Jota Fest 19
Era el evento del año. Sin dudas, el más esperado. Más de doscientos invitados, un amplio lugar en Palermo Hollywood, una reserva en efectivo.
Mi propia personal fest.
Cumplí años. Y decidí festejarlo a lo grande. Y a lo Jota.
No fueron los doscientos invitados, pero sí unos treinta, algunos de los cuales cayeron con amigos o amigas, así que la cifra rondó los cuarenta. El bar, desde ya, no era para mí solo. “Puede haber otros cumpleaños, otras reservas”, me había aclarado Juan Manuel, gerente del lugar, después de cobrarme una seña por un mínimo de treinta invitados y de alegrarme el día al informarme que me iban a devolver la mitad en consumiciones.
Todo listo.
Ayer llegamos al lugar con Martín y Andrés, alrededor de la 1.30. Ya había bastante gente: unos cien coreanos que celebraban unos cuantos cumpleaños. Alguien osó improvisar al decir que estaban conmemorando el Día de los Muertos, un festejo japonés que se desarrolla en… agosto. No: eran coreanos. “Bueno, vos también sos amarillo”, dijo un amigo de Jota. Otra pavada.

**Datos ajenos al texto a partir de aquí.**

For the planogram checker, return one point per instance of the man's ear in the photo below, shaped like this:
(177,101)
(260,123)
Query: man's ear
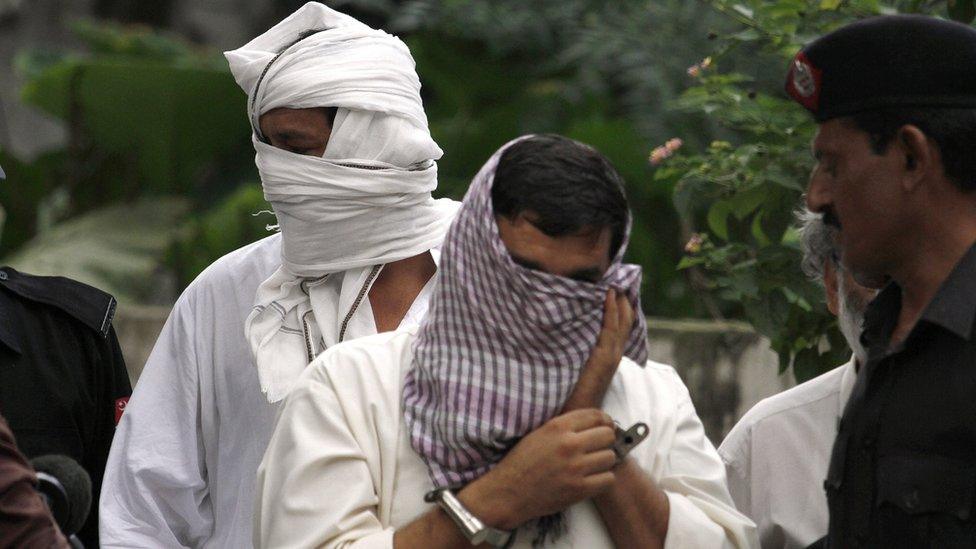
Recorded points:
(918,154)
(830,285)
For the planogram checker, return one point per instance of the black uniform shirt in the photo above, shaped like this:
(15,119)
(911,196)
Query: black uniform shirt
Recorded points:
(63,381)
(903,468)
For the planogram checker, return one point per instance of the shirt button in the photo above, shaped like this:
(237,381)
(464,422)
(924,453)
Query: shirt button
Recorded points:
(911,500)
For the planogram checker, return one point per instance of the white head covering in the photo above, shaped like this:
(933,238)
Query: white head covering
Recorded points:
(365,203)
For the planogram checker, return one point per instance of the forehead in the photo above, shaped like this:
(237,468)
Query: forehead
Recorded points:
(837,135)
(525,240)
(306,120)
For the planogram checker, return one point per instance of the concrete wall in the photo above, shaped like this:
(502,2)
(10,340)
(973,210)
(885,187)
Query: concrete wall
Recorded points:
(726,365)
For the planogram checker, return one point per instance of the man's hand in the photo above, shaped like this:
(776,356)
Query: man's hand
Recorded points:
(618,320)
(566,460)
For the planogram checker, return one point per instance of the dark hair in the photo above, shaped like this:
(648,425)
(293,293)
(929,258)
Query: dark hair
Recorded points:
(568,186)
(953,130)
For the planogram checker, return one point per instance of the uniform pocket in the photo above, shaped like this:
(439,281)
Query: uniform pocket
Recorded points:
(921,484)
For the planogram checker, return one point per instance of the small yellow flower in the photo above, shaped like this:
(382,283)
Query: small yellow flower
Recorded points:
(694,244)
(658,155)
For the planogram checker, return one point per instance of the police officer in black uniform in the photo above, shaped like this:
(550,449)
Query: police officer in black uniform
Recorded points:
(895,100)
(63,382)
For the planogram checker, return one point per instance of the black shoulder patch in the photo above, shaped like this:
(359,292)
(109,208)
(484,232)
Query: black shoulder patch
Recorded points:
(90,306)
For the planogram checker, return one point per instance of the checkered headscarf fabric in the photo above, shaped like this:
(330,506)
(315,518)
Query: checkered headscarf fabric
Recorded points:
(502,346)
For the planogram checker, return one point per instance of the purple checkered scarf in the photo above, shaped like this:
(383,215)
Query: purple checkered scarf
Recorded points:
(502,346)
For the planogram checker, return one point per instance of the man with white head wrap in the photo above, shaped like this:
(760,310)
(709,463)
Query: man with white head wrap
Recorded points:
(776,456)
(347,162)
(470,408)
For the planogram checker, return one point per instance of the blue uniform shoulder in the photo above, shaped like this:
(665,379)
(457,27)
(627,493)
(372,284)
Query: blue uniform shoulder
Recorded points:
(86,304)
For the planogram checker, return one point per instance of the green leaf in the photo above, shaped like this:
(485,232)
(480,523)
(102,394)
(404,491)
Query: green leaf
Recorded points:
(690,261)
(102,249)
(718,218)
(757,231)
(744,10)
(746,202)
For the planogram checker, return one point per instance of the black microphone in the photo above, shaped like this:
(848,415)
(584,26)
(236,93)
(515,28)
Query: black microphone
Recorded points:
(66,488)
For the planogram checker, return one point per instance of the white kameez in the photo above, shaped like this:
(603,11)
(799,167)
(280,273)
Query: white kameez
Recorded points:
(340,471)
(181,471)
(777,455)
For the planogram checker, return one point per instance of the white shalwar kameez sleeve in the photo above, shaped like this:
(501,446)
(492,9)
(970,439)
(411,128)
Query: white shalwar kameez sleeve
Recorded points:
(340,471)
(197,424)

Los amigos coreanos eran sensacionales: buena onda, tomaban mucho, tenían hielos de colores (posta, hielitos de plástico con lucesitas de colores; con uno de esos levantaría a lo loco) y minas preciosas. Habían copado el lugar. Como pudimos, nos acomodamos.
Jota -sí, soy yo, pero cada tanto me gusta hablar en tercera persona, como Maradona- había juntado a unos cuantos: Martín B, Andrés, Martín M, Eze, Martín E, Tele, Julieta, Gaspar y amigos, Juliana, Mica, Jonathan, Nico, Martín RD, Iván, Belén, Nancy, Claudia, Valeria y amigas, Fede, Demian, Camil, Gaby, Maxi, Gus, el Indi, Ari, el Chino, Vivian y amigas, Daniela, Laura y algún otro u otra que se le perdió entre cerveza y cerveza.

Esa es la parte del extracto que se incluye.